SPRING TO WINTER

scissor grinder

When I was a girl, the winters were ferocious and none more so than the 1946/47 winter.  The street I lived in was a small street with no more than about a half dozen houses down each side.  Every house, or so it seemed to me, had a polished table in their front room and over that table was a chenille cloth.  Our cloth was red with bobbles hanging all round it.  I only have to close my eyes to remember the thick rich feel of that cloth and I don’t have to do anything to remember my sister.
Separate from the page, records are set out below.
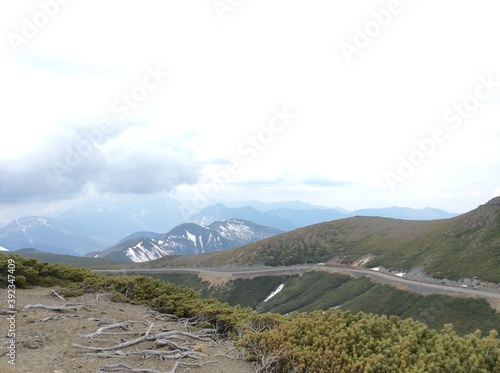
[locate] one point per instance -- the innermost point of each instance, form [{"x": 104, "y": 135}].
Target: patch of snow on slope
[
  {"x": 139, "y": 253},
  {"x": 275, "y": 292},
  {"x": 191, "y": 237}
]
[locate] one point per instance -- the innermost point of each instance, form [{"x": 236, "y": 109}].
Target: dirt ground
[{"x": 47, "y": 346}]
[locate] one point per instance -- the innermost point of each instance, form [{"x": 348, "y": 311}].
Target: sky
[{"x": 341, "y": 104}]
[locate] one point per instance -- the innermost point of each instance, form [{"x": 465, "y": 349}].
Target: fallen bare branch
[
  {"x": 58, "y": 317},
  {"x": 120, "y": 345},
  {"x": 125, "y": 368},
  {"x": 123, "y": 324},
  {"x": 64, "y": 307},
  {"x": 58, "y": 295}
]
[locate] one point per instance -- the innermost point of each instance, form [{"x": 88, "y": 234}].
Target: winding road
[{"x": 379, "y": 277}]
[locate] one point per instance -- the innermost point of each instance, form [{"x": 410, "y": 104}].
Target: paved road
[{"x": 380, "y": 277}]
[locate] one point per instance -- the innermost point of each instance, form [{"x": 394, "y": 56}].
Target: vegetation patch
[{"x": 321, "y": 341}]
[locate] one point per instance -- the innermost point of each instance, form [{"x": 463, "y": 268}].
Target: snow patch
[{"x": 275, "y": 292}]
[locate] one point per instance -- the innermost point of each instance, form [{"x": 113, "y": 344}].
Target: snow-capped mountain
[
  {"x": 46, "y": 234},
  {"x": 114, "y": 217},
  {"x": 220, "y": 212},
  {"x": 190, "y": 238}
]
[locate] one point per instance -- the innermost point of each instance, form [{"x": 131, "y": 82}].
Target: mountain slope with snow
[{"x": 190, "y": 238}]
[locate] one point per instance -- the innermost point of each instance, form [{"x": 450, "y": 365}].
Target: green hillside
[
  {"x": 328, "y": 341},
  {"x": 315, "y": 291},
  {"x": 465, "y": 246}
]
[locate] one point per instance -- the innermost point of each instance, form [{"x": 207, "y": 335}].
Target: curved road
[{"x": 380, "y": 277}]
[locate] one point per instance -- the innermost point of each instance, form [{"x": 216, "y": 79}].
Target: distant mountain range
[
  {"x": 465, "y": 246},
  {"x": 48, "y": 235},
  {"x": 288, "y": 218},
  {"x": 190, "y": 238},
  {"x": 97, "y": 225}
]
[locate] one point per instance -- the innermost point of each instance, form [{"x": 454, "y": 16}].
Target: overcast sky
[{"x": 351, "y": 104}]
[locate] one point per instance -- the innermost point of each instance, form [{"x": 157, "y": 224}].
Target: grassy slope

                       SPRING TO WINTER

              The world goes round in tight circles
              As I have always known it would.
              Its intention always to go
              From Spring to Winter
              In one breath.

              When I was first tall enough
              To see over the table top,
              The bobbled red chenille cloth
              Cherried in my fingers,
               I learnt then of dying,
              For in my house that winter
              Our Spring baby died.

             That snow pulsed afternoon,
             The old scissor-grinder, out-lighted,
             Stood under the gas lamp
             Stoning blades of knife and scythe and scissor,
             Sparks spinning from his wheel
             As if that winter day was Carnival.

             I ran from him,
            Snowflakes melting my eyes
            As I wept for my sister,
            Suddenly afraid of the scythe
            And afraid of the scissor.